HDL Code Restructuring Using Timed Decision Tables

Jian Li
Department of Computer Science
University of Illinois at Urbana-Champaign
Urbana, Illinois 61801

Rajesh K. Gupta
Information & Computer Science
University of California, Irvine
Irvine, CA 92697

http://www.ics.uci.edu/~iesag

Abstract

Behavioral HDL descriptions from designers are structured in a program calling hierarchy for the purposes of programming convenience and conceptualization. This code structure is often not suitable for direct synthesis into digital hardware. For instance, information regarding operation exclusivity and resource sharing can be explored by restructuring the code. In this paper, we present a method to restructure behavioral HDL code using merging and decomposition of Timed Decision Tables (TDTs).

1 Introduction

With the maturity of synthesis tools at various levels of design abstractions, hardware design is getting closer to software programming [1]. As in programming, designers often use language level structures such as subprograms (functions/procedure calls) to organize the HDL descriptions. This structure in HDL descriptions is useful for programming convenience and design conceptualization. However, the subprogram calling hierarchy most suitable for design development and design comprehension is not always suitable for synthesis. In this paper, we propose a method to change the subprogram hierarchy in designer-specified HDL descriptions into one that is more suitable for synthesis. The method is implemented using a tabular model called Timed Decision Tables (TDTs). We first use TDT merging to flatten subprogram calling hierarchy. Then we use TDT decomposition to re-build a calling hierarchy under cost matrices related to operation/subprogram size and calling frequency.

Due to space limitation, we focus on use of TDT transformations rather than transformation algorithms. Specifically, we use TDT merging and decomposition transformations. We explain concepts of TDT modeling, TDT merging, and TDT decomposition using examples in HardwareC [2].
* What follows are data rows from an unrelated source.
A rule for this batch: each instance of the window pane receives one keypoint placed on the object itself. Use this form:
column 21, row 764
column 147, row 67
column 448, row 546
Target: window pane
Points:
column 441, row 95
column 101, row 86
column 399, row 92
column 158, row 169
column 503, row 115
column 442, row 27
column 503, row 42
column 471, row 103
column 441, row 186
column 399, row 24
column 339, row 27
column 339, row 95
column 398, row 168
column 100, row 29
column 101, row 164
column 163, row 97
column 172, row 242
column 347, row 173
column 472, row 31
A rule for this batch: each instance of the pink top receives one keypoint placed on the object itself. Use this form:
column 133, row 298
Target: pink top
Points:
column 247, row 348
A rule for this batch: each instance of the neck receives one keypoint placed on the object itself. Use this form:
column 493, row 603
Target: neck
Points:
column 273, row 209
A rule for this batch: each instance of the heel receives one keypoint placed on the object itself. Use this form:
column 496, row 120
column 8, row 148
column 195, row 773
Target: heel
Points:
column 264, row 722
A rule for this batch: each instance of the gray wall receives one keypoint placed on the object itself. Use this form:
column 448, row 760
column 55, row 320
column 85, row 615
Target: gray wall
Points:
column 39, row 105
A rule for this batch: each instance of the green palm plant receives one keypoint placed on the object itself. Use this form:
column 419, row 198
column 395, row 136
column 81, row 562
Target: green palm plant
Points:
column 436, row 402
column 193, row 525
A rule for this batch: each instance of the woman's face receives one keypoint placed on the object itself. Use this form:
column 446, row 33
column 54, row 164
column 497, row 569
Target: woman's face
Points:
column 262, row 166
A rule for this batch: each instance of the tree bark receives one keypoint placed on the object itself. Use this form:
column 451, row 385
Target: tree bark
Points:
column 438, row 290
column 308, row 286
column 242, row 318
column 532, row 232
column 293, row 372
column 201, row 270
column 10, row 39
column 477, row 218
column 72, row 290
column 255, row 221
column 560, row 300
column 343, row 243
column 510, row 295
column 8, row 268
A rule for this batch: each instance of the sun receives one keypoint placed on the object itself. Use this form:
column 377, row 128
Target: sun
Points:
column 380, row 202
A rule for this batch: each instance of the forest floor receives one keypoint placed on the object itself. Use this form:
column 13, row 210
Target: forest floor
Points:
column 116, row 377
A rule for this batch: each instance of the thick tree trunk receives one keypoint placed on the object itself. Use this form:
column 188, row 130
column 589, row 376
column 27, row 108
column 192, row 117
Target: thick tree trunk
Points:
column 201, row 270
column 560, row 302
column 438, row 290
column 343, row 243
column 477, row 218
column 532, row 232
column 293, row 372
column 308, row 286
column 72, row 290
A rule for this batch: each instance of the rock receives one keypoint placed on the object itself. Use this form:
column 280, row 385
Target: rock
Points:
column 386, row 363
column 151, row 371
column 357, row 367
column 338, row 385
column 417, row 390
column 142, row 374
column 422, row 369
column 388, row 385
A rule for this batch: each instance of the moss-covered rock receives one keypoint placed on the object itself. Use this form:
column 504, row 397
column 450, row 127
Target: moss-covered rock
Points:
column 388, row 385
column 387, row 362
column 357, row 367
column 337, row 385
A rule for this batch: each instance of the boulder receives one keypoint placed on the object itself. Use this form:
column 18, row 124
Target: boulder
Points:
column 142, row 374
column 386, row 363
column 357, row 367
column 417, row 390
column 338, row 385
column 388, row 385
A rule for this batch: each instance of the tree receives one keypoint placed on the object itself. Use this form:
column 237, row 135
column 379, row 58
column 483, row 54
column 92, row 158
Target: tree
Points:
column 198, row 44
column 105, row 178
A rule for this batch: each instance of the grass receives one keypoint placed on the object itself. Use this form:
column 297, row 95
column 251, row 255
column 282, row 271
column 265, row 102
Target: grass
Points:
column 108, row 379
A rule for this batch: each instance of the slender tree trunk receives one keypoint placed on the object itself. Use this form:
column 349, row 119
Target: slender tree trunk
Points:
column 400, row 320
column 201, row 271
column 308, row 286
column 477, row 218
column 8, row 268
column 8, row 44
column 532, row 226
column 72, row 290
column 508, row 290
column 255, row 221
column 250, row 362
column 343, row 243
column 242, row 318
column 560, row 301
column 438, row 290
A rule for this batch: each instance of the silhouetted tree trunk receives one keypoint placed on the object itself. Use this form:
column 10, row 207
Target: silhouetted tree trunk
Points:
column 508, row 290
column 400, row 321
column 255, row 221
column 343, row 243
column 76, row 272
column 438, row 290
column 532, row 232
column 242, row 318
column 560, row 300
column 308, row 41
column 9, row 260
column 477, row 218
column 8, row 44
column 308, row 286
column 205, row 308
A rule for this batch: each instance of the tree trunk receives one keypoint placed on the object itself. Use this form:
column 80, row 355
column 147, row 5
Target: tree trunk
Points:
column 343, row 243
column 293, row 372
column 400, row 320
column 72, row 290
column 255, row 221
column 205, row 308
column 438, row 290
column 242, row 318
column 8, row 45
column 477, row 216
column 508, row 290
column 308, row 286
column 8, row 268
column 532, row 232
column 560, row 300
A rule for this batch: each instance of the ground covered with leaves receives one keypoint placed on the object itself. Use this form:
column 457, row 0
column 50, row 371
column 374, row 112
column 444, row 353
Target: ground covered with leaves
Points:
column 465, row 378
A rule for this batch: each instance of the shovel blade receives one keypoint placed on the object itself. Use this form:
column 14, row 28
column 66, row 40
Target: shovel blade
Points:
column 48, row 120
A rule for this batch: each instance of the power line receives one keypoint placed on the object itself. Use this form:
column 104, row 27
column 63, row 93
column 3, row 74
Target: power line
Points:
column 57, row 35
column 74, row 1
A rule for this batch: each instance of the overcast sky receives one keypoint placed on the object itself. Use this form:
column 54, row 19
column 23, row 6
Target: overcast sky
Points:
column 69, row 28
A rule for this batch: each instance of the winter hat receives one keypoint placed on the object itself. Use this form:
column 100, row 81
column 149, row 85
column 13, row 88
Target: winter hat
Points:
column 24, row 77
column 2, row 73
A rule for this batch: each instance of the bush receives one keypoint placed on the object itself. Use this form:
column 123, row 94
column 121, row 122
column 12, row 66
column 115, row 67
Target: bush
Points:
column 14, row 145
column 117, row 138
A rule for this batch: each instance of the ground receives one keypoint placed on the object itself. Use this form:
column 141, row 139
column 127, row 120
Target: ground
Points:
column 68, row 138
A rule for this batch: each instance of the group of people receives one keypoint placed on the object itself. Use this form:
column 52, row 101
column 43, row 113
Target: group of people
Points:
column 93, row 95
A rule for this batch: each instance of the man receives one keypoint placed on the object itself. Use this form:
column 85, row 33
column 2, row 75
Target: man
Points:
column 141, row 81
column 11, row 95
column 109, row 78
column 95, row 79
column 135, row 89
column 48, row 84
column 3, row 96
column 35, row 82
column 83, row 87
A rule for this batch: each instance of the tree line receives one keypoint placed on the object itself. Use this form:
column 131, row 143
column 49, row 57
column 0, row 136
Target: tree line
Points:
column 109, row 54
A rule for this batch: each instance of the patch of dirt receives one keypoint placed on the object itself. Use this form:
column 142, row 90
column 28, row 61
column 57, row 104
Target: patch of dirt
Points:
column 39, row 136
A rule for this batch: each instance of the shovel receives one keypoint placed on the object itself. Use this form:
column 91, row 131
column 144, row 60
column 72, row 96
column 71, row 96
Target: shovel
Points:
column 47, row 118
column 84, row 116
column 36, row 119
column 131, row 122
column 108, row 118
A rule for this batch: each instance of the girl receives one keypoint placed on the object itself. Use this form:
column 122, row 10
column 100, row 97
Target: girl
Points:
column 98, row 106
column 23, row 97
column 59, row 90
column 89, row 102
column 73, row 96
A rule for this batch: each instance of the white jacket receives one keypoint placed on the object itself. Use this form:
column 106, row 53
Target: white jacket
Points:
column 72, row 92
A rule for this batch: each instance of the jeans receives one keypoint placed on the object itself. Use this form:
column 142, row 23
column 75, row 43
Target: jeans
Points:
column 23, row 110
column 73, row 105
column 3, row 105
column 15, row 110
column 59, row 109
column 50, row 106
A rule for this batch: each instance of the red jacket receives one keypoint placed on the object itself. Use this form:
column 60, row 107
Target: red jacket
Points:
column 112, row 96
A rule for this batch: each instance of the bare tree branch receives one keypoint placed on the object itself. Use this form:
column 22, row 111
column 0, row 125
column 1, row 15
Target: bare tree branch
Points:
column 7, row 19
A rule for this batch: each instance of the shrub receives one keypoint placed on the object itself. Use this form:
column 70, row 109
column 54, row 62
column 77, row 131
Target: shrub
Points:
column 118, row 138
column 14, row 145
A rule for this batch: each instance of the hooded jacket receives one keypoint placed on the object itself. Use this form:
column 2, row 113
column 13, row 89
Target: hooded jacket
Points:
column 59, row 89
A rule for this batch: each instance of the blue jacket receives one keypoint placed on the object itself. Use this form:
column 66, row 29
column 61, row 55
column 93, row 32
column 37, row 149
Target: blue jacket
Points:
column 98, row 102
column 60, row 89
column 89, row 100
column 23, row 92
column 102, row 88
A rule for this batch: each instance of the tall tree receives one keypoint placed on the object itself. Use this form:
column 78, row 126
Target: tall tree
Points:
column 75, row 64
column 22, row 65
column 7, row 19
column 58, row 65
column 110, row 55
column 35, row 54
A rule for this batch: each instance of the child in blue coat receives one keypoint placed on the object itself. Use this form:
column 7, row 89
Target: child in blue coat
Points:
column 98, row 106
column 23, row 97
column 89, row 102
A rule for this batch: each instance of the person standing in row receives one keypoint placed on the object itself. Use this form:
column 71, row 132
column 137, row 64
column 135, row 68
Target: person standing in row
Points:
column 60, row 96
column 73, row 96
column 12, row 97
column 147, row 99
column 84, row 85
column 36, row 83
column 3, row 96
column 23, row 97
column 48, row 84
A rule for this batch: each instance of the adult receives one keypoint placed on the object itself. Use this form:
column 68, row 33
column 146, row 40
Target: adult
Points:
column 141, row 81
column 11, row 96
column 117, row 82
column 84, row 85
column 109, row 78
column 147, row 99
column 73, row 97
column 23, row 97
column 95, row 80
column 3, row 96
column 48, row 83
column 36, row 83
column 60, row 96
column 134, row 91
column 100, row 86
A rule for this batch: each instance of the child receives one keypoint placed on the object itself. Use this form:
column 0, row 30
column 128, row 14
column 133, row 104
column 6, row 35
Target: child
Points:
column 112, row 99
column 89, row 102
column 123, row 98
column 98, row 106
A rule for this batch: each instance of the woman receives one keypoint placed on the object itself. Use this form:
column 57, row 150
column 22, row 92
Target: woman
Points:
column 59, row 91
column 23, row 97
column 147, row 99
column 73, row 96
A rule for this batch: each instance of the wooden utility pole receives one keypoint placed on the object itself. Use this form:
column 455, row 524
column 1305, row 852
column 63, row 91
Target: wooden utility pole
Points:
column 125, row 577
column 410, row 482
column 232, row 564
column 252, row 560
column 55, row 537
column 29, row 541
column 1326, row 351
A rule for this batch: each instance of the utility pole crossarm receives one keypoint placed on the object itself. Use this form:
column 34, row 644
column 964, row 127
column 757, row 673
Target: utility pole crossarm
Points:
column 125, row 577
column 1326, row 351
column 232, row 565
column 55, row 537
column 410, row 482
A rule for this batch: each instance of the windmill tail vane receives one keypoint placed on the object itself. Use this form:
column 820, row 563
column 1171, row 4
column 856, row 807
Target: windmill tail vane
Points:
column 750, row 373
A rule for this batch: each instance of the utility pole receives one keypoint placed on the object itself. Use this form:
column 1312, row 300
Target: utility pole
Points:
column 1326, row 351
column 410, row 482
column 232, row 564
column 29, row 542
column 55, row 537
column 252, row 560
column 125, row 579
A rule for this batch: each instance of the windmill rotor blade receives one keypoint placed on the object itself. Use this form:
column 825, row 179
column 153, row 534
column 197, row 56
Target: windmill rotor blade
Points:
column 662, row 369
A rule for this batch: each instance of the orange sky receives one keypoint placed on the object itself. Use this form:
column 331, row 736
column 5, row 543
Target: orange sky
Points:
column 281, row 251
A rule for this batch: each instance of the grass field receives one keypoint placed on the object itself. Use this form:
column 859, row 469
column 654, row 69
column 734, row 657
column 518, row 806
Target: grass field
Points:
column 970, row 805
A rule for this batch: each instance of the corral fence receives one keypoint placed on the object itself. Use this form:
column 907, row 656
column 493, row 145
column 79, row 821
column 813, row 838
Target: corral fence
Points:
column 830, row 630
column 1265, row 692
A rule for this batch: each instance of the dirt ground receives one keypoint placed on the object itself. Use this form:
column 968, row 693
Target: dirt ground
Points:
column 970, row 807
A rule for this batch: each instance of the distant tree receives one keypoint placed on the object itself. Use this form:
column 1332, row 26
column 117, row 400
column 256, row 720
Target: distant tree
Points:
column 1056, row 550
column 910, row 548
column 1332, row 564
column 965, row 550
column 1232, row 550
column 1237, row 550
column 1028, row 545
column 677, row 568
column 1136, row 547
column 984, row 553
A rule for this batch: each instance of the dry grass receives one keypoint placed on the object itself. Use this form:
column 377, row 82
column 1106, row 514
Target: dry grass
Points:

The rest of this paper is organized as follows. Section 2 introduces the TDT model and merging and decomposition transformations on TDTs. Section 3 demonstrates code restructuring using an example followed by a discussion of implementation and results.

2 Hierarchy Merging & Decomposition

In this section we first briefly introduce the TDT model before we present TDT merging and decomposition.

2.1 The TDT Model

The TDT representation models a hardware component with a set of three tables: a control table, a dependency table, and a delay table. The control table models the control-flow of input HDL description. It is organized in the form of decision tables [3, 4]. A decision table consists of four quadrants: condition stub, condition entries, action stub, and action entries. The condition stub list conditions which are condition checking in the conditional branches and conditional loops in the input HDL. The action stub list actions which are operations in the behavioral code. Condition entries and action entries are two matrices, each column of which forms a control path. The dependency table specifies information such as data-dependency, concurrency type [2], and serialization relation between each pair of operations. The delay table lists the execution delay associated with each action. More details of TDT can be found in [5].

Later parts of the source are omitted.